At the beginning of October last year, I set out why the UK economy was about to slow down sharply, despite all of the hype that the Liberal-Tories were coming out with about how their austerity measures had performed an economic miracle. The extent of the slow down was quickly confirmed. GDP grew by 0.7% in the third quarter of 2014, compared to the 0.9% growth in the second quarter of 2014. That represented an almost 25% reduction in the rate of growth. Now according to the ONS growth has slowed sharply again, from that 0.7% figure down to just 0.5%, a reduction in the rate of growth of a further 29%.
The figure could be revised down further in coming weeks, but its clear that the prediction made in October is proving correct. The year or so of faster growth in the UK, after three years of declining or stagnant growth, was not the product of Liberal-Tory austerity, but despite it. The Liberal-Tories benefited during that year or so period, from the fact that having sunk the economy so low with their austerity measures, it had to have a sort of dead cat bounce at some point.
The growth when it came did not arise from the kind of restructuring and rebalancing of the economy that the Liberal-Tories had promised would be the result of their austerian economic poison, but came from the old sources of debt fuelled consumption, as people were encouraged by Osborne to take on even more mountains of unsustainable debt, as they were bribed with "Help To Buy", to take on mortgages for massively overpriced properties, that are now beginning to tumble in price, even in London, and as the Liberal-Tories got lucky with one off quirks such as around £7 billion of compensation payments for PPI misselling that found its way into consumers pockets.
But, now house prices are tanking, one demographer who has got a number of market predictions right recently told Moneyweek recently that he saw UK house prices falling by 50%, a fall he said had already begun. I'm seeing the same thing locally, with large numbers of new housing developments where the builders are reducing prices by around 20%. Whatever the Liberal-Tories say about rising wages, most people do not see it, and the UK like other economies is now going into the three year economic slow down.
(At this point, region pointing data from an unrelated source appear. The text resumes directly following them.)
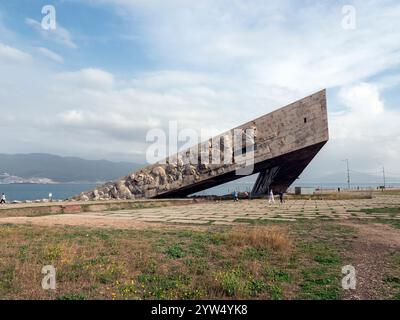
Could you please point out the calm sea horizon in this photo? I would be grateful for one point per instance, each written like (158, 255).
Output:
(62, 191)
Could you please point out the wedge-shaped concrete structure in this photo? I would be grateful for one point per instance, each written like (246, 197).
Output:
(278, 146)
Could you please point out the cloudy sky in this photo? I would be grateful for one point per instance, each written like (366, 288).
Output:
(114, 69)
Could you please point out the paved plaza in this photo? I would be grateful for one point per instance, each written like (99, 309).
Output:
(229, 212)
(224, 213)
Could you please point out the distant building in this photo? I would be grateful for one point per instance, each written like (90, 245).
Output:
(304, 191)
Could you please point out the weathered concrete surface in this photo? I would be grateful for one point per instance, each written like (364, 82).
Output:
(228, 213)
(282, 142)
(33, 209)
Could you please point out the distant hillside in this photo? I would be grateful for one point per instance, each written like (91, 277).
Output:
(63, 169)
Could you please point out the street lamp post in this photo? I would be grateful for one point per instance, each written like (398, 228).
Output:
(348, 173)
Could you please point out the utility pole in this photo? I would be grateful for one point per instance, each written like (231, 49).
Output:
(384, 177)
(348, 173)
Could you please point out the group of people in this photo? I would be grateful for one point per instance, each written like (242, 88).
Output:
(271, 198)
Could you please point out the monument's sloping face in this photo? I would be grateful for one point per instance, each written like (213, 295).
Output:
(278, 145)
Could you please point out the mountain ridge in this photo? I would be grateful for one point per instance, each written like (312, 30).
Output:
(62, 169)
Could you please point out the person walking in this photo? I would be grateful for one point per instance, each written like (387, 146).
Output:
(281, 197)
(271, 197)
(235, 196)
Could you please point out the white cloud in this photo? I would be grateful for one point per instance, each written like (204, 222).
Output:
(60, 35)
(220, 63)
(88, 78)
(8, 53)
(50, 54)
(362, 99)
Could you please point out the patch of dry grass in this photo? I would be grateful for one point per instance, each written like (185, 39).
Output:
(261, 237)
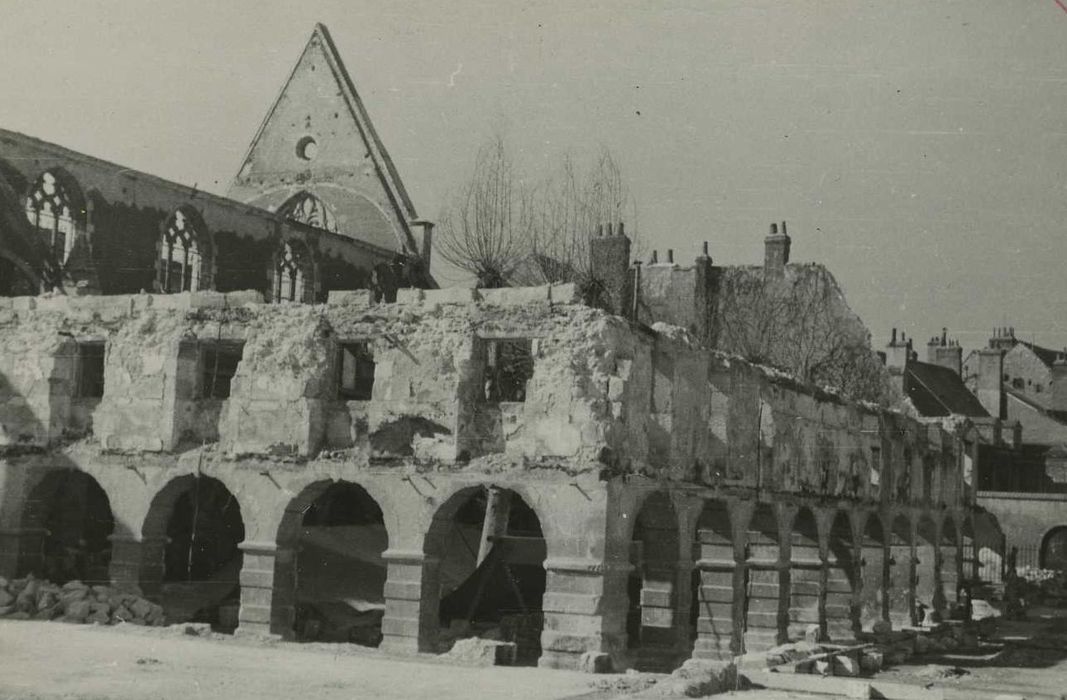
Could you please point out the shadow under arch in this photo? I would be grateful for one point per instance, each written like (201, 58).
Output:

The fourth quarter data has come in even lower than the 0.6% quarter on growth that was the consensus of economists predictions, with output actually down by 1.8% in construction and 0.1% in production, the very areas the Liberal-Tories told us would be the engine of growth as the economy was rebalanced.
The trend for growth is now sharply downwards, as predicted. The annual growth figure still looks reasonable at 2.6%, but the largest part of that growth came in the earlier part of the year. At 0.5% quarter on quarter growth, with that rate of growth slowing by around 25% per quarter, the annual rate of growth for 2015 looks likely to be substantially less, and beneath 2%, as the three year cycle is likely to see growth continue to slow until at least the final quarter of the year. In fact, on this trend, 2015 growth could struggle to exceed 1.5%, way below the government's projections.
With the government already failing to meet its targets on the budget deficit by huge margins, and finding itself having to borrow hundreds of billions more than it planned as a result, the UK could face a similar problem to that of Greece, and other countries. That is that the cost of reducing the deficit, is to crater the economy itself, and thereby to make the proportion of the deficit to GDP, get ever wider, with a subsequent impossibility of even covering the debt interest.
In Greece, for example, a lot is made of the fact that austerity has reduced the budget deficit significantly, but the cost of that has been to eviscerate the economy itself, causing the ratio of debt to GDP to rise. Prior to austerity, Greece's debt to GDP ratio was around 110%, now having decimate the economy in order to reduce the deficit, the debt to GDP ratio has risen to around 180%!
The austerian economic experiment, which is really a repetition of failed economic policies and ideological dogma from the 1930's, has once again been a disaster, let alone a failure. The sooner we follow the example of Syriza, and ditch that policy, in favour of developing a co-ordinated, European wide programme for economic growth and investment the better.